Statement

And the Universe Goes Mad 2022 Oil, cold wax, mixed media on panel, 24 x 30 in

In the course of my MFA program I reimagined my studio as a laboratory rather than a production space, opening me to possibilities and leading me in more fruitful directions.


My practice is multi-disciplinary. Painting, hand papermaking, collage, and non-traditional sculpture open me to the liminal spaces where consciousness entangles with intangibles such as trauma, memory, resilience. I relish the shared company of materials that offer challenges and opportunities to co-conjure. The grand-daughter of genocide survivors, I am drawn to artists working from a lineage of diaspora and displacement, and to the importance of making art as an act of remembering in a culture increasingly obsessed with forgetting.

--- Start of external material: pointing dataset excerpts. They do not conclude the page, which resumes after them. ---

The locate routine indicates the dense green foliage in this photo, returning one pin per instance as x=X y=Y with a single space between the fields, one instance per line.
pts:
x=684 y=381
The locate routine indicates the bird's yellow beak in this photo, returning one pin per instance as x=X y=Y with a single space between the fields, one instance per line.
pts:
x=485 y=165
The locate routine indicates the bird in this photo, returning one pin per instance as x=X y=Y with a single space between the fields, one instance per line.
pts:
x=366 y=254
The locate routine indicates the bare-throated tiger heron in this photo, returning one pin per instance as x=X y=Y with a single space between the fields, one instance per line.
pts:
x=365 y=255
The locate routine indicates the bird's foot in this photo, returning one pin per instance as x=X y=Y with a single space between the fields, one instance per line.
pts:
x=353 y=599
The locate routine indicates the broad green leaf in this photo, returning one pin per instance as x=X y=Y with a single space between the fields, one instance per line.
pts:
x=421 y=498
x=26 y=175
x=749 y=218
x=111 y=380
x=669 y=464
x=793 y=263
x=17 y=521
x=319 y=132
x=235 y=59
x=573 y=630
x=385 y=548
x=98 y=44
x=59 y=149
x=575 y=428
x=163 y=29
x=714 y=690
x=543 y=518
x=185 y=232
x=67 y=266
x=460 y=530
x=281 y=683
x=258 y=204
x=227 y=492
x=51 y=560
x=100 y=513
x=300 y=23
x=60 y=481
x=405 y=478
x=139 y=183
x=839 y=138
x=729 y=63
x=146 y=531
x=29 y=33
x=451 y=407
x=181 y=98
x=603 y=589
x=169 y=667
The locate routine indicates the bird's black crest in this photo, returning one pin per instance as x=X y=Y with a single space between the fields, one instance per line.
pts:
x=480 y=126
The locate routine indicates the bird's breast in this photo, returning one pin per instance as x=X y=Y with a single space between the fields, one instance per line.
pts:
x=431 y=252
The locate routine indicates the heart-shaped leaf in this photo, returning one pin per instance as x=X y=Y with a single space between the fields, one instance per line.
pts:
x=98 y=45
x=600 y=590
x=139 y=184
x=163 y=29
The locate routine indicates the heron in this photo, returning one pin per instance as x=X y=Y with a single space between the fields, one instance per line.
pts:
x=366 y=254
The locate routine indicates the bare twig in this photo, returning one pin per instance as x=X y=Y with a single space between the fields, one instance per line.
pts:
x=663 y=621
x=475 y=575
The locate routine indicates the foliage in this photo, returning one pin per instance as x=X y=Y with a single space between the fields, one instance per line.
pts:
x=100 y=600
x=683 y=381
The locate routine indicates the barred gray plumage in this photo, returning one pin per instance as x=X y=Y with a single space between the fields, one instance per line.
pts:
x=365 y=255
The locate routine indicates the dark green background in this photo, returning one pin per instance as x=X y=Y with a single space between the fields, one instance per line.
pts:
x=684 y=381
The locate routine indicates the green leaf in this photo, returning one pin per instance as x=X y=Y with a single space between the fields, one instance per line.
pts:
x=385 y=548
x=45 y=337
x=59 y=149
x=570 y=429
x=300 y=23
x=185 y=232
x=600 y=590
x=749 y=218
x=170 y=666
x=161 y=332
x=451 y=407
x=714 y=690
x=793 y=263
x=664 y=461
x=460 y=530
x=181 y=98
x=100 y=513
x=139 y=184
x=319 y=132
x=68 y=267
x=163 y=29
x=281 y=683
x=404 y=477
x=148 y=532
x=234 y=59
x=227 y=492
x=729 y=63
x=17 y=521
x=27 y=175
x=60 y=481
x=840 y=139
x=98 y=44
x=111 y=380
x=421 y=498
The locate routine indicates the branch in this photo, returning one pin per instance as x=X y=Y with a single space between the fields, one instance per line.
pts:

Since childhood I have been fascinated by the elemental world, and how Nature can be a vessel for spirit, myth and memory. There lie tensions between the perception of what is real and the imagined and hidden worlds, sometimes a silence and emptiness that is anything but. I perceive Western concepts of time as ghostly constructs, haunted by dissolution, distortion, indeterminacy, non-linearity, tragedy. In counterpoise to these ethereal concerns is my desire to capture what is human and exquisite.  These ideas thread through my work, as does a desire to listen to the echo of intergenerational conversations.